Here’s how I got stranded in the pop jungle: a friend is doing an album of songs with lyrics by Yip Harburg, and she came across one show tune where a monkey refutes the theory of evolution (and makes a decent case, for a monkey), and noticed a thematic resemblance to a New Orleans R&B number by Dave Bartholomew. She asked me if there might be some common source for this simian commentary. So I started digging and found a few Jamaican records from the ‘50s, in a Calypsoish genre called Mento: “Monkey’s Opinion” by Alerth Bedasse & Chin’s Calypso Sextet, “Monkey Talk” by Hubert Porter with George Moxey & His Calypso Quintet. I’m still bopping around in the world of Mento, and don’t know why I never encountered all the original records that Harry Belafonte adapted for his breakthrough Calypso albums, but now I have, and all it took was abandoning all actual work for the good part of an afternoon, exploring the places where pop music and monkeys might have crossed paths in ways that might have inspired both Harburg and Bartholomew. I consider that a productive day. Others may differ.

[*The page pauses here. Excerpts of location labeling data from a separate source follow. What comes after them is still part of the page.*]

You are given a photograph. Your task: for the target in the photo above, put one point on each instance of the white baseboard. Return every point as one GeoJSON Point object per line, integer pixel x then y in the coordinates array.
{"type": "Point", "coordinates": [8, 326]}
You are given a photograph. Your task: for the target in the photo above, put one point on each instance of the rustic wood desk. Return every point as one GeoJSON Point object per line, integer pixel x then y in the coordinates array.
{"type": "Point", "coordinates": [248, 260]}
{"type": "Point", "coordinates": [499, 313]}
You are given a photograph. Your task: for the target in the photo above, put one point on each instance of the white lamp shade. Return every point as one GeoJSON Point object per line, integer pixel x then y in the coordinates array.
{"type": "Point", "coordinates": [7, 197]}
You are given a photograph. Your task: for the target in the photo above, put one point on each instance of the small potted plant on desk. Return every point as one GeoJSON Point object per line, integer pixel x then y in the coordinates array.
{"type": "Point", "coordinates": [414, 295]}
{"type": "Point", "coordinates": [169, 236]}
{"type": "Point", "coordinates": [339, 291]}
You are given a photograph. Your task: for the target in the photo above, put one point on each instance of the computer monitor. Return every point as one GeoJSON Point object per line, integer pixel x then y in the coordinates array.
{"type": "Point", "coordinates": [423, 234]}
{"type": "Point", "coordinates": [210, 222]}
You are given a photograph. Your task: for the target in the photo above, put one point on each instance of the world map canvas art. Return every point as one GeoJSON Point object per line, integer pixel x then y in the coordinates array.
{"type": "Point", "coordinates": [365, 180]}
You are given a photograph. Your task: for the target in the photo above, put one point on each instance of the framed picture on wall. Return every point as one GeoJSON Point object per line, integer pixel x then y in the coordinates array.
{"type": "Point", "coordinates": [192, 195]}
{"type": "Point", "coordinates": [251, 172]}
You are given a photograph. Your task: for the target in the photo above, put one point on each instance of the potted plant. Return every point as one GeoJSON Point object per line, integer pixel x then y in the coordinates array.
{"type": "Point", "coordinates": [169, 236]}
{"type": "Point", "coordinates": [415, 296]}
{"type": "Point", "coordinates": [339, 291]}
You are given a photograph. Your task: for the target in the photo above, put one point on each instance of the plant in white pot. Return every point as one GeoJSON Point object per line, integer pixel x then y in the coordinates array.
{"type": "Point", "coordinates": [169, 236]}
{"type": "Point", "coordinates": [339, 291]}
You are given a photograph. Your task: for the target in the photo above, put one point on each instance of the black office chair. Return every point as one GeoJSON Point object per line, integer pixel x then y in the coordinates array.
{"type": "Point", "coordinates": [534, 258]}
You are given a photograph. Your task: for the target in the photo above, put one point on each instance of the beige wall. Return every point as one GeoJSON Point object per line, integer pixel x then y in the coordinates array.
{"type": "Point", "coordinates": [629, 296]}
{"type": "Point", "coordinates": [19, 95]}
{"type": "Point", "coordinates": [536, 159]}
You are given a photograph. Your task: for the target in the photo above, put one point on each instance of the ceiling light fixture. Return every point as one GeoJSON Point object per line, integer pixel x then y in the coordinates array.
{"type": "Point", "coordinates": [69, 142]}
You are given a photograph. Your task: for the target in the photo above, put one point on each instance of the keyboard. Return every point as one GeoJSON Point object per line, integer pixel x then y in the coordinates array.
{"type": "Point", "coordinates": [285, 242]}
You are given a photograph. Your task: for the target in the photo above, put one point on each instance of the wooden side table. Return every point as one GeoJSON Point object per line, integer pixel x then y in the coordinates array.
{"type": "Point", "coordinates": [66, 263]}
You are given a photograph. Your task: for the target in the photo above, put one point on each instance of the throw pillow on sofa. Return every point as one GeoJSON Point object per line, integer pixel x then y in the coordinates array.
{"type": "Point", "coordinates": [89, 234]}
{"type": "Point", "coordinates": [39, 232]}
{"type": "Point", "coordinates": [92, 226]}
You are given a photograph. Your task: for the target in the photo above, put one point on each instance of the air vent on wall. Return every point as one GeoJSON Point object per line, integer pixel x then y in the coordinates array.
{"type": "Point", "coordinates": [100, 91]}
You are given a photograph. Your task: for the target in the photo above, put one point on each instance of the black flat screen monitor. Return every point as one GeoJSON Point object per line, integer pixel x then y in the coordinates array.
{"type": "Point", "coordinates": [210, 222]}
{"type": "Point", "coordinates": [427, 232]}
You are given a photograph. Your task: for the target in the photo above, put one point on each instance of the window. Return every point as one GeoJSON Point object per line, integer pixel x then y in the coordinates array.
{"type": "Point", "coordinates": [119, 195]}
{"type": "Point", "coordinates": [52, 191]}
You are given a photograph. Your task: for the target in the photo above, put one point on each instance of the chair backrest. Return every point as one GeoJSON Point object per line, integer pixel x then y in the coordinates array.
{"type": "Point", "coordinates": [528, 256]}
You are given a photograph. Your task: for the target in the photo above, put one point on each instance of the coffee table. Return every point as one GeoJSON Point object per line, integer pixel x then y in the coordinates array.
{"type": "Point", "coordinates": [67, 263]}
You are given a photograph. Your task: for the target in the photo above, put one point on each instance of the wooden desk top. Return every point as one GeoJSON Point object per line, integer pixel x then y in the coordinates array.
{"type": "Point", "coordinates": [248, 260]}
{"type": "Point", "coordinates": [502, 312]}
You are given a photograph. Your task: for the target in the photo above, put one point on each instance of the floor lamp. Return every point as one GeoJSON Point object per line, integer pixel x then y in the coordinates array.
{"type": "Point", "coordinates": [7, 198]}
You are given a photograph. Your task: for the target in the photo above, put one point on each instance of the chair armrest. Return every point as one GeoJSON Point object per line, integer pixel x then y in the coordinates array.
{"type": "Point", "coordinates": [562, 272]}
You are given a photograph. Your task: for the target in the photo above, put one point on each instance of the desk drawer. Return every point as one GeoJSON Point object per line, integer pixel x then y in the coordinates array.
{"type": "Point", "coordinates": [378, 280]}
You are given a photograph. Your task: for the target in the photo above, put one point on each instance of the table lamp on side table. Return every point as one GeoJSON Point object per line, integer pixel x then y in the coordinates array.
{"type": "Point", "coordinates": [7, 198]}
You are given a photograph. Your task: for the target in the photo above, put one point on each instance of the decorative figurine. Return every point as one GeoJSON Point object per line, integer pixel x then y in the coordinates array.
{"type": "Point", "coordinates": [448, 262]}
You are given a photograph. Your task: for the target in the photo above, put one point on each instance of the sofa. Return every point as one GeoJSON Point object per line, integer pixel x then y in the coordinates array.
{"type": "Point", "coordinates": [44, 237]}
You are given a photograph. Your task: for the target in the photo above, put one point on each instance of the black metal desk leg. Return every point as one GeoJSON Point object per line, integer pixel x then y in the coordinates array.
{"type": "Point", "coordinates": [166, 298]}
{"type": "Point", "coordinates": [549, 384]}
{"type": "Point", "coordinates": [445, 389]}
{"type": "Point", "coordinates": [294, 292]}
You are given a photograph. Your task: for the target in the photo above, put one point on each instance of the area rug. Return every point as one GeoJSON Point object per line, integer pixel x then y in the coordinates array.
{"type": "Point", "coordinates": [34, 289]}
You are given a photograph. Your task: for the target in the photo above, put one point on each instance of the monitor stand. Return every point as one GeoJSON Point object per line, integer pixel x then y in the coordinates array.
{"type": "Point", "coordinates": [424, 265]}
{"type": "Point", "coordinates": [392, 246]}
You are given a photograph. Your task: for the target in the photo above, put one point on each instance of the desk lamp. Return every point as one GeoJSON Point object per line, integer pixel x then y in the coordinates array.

The whole pop-monkey realm is one I’ve dabbled in before. Back when I was writing the precursor to this blog for the MOG website, I did a post called 10 Cool Songs About Monkeys, and I can’t locate it right now (MOG has wiped its blog-slate clean), but I’m pretty sure it included The Coasters’ “Run Red Run,” where a poker-playing monkey chases his owner with a gun; “Can Your Monkey Do The Dog?” by Rufus Thomas, posing a serious question regarding cross-species dancing; “Apeman” by The Kinks; “The Monkey’s Uncle” by Annette with The Beach Boys…things like that.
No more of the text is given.